Соклей посмотрел на Менедема. Поскольку его двоюродный брат был капитаном, последнее слово в таких случаях оставалось за ним.
— Надеюсь, завтра, — сказал Менедем. — Водой мы с тобой поделимся, но ты знаешь, что пассажирам полагается иметь свой собственный запас вина и еды?
— О да. Я нередко и раньше путешествовал по морю, — ответил Эвксенид. — Если нам придется провести ночь на море, думаю, я смогу спать на баке.
«Интересно, будет ли бак все еще вонять павлинами, когда ты там ляжешь?» — подумал Соклей, но, разумеется, не сказал этого офицеру Антигона, заметив только:
— Верно.
— Тогда я буду здесь завтра утром. — И Эвксенид зашагал прочь по пирсу.
— Двадцать драхм, — сказал Менедем. — Это больше, чем я надеялся из него выжать. Браво!
— Спасибо. Он хочет вернуться к Антигону и, вероятно, рассказать ему все, что разузнал о флоте и армии Птолемея.
— Без сомнения, — согласился Менедем. — Скорее всего, он расскажет ему и все, что видел на Родосе.
— Об этом я не подумал.
Взгляд Соклея обратился к молам, защищающим от волн Великую гавань, и к укрепляющим эти молы стенам и башням.
— Может, нам не стоит брать его на борт?
— Думаю, тут нет ничего страшного, — отозвался Менедем. — Наши оборонительные работы не такой уж большой секрет. Антигон наверняка уже знает о них не хуже наших военачальников.
В этом замечании было больше здравого смысла, чем хотелось признать Соклею.
— Но мне не очень нравится, что нам придется сделать крюк.
Менедем
— Конечно, тебе это не нравится, мой дорогой. Я имею в виду — ты теперь попадешь в Афины на день или на два позже. Поверь мне, никто в Милете не украдет череп грифона.
И на это Соклею тоже нечего было возразить.
Пока не нагрянули персы, Милет считался центром наук; Геродот писал, что Фал ее Милетский был первым, кто сумел предсказать затмение Солнца — затмение, послужившее знаком к заключению мира для лидийцев и жителей Мидии. (Соклей и сам в прошлом году наблюдал затмение и понимал, что оно может побудить людей сделать почти все, что угодно.) Однако за последние двести лет Милет превратился в обычный город.
И, поскольку Соклей не мог найти прямых возражений, он изменил тактику:
— Разве тебе не интересно узнать, что философы скажут о черепе и что благодаря ему ученые смогут выяснить насчет грифонов?
— Да, слегка интересно, — ответил Менедем. — Но вот что мне на самом деле интересно, так это сколько они за него заплатят и заплатят ли вообще.
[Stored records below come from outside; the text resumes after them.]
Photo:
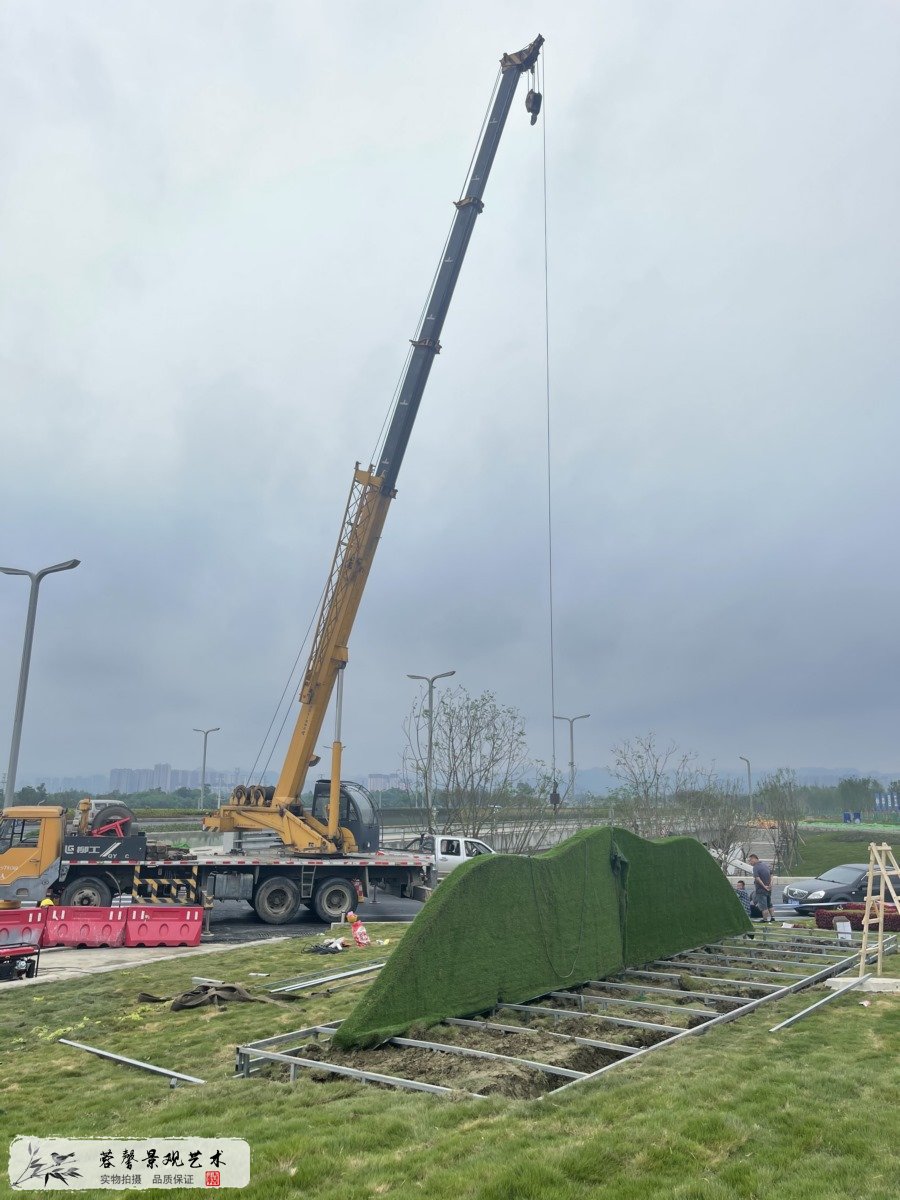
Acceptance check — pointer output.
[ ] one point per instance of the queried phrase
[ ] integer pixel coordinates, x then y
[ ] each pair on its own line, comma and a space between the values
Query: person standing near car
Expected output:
762, 888
744, 897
— Единственный способ это выяснить — попасть в Афины, — заявил Соклей. — А не на Кос. И не в Милет. В Афины.
— Мы отплываем завтра. Ты сможешь продержаться так долго?
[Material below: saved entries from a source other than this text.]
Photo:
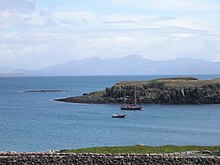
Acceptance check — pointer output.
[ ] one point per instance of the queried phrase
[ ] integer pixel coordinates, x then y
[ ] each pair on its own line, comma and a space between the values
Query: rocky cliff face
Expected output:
162, 91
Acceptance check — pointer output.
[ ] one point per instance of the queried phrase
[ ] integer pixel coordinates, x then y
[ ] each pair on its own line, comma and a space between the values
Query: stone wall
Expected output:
50, 158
— Я ждал уже достаточно. Я хочу знать!
— Ты говоришь совсем как я, гоняясь за хорошенькой девушкой.
— Это смеш… — Соклей не договорил.
Это вовсе не было смешно. Если как следует вдуматься, это было очень даже подходящее сравнение. Соклей и вправду гонялся за знаниями так же страстно, как его двоюродный брат — за женщинами.
— У философии нет мужа, который воткнет мне в задницу редиску, если застанет меня с ней в постели.
— Философия у тебя и не отсосет, — ответствовал Менедем.
У Соклея побагровели щеки. Он даже не мог возмутиться, поскольку первым позволил себе непристойность. Менедем засмеялся и похлопал его по плечу.
— Не беспокойся, дорогой. Мы и вправду отплываем завтра.
— Завтра, — мечтательно повторил Соклей.
— И поверь, — добавил капитан «Афродиты», — я так же рад убраться отсюда, как и ты.
По его тону Соклей понял, что Менедем не шутит. Но даже ради спасения собственной жизни он не смог бы догадаться, почему его двоюродному брату так не терпится отплыть.
Если бы это не вызвало пересудов, Менедем провел бы свою последнюю ночь на Родосе на юте «Афродиты», завернувшись в гиматий. Вообще-то он с радостью провел бы таким образом много ночей. Но тогда кто-нибудь мог бы догадаться, почему Менедем так поступает, а меньше всего ему нужны были слухи с правдивой подоплекой.
Когда Менедем перед рассветом спустился по лестнице во двор, готовясь двинуться к соседнему дому, где жил Соклей, он увидел Бавкиду с хлебом и чашей вина, которые она принесла с кухни.